Philip's baptism of the Ethiopian eunuch further problematizes Peter's claim about Jewish disassociation from Gentiles. Peter recapitulates much of Philip's encounter with the Ethiopian, but his exclusionary posture towards Cornelius diverges from Philip's earlier acceptance of the eunuch. Most strikingly, whereas Philip “approaches” and “clings to” the Ethiopian's chariot (Acts 8:29), Peter claims that to approach or cling to a Gentile is unlawful (10:28a). This terminology also recalls the Israelite Boaz's request that the Moabite Ruth cling to his young women and approach his table (Ruth LXX 2:8, 14). Thus, Peter's exclusionary comments in Acts 10:28a are at odds with Israel's Scriptures as well as Acts itself.
The Holy Spirit's interruption of Peter's speech about Cornelius recalls similar interruptions at the Transfiguration (Luke 9:28–36) and courtyard denial (Luke 22:54–62); just as the interruptions in Luke's Gospel reflect Peter's deficiencies as a disciple, the Spirit's intrusion into Peter's speech in Acts rules out his role as an apostle to the Gentiles.

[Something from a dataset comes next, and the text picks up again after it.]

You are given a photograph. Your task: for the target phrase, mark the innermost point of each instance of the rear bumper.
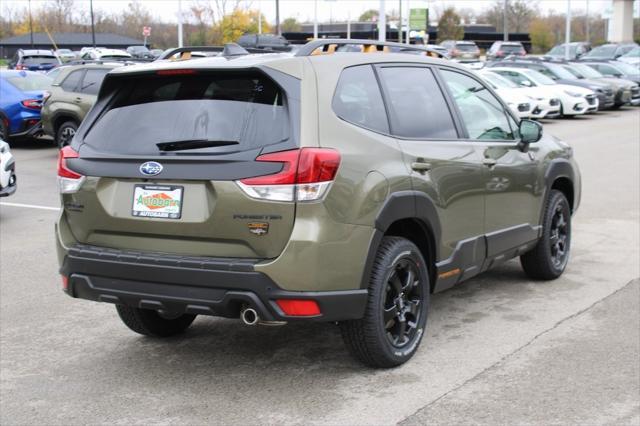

After Peter presents himself as the initiator of the Gentile mission in Acts 15, Luke calls Peter “Simeon” in order to recall the Simeon who attests to Gentile salvation in Luke 2, and thereby undermine Peter's claims to evangelical primacy vis-à-vis Gentiles. More, Simeon's declaration echoes the prophecies of Gentile inclusion in Isaiah—prophecies that Paul and Barnabas also quote with reference to their work among Gentiles—that make Peter's claim to inclusive innovation even more of an historical impossibility. James's citation of Amos's prophecy that “all the Gentiles will seek the Lord” (Amos 9:12; Acts 15:17) marks the culmination of Luke's challenge to Peter's self-identification as the first evangelist to the Gentiles.
Thus, the scholarly tendency to describe the Cornelius event as marking a brand new horizon in Jewish history does not account for the intertextual information that Luke provides. According to Luke, Acts 10:28a is not—and has never has been—an accurate summary of Jewish-Gentile relations. The goal of the verse is not to usurp an exclusive Judaism with an inclusive early church, but rather to isolate a problem with Peter's view of Gentiles. While Peter may have been astonished to learn that he “should not call any person common or unclean” (10:28b), it is this very astonishment that highlights his limitations as an apostle to the nations and necessitates Paul's takeover of the Gentile mission.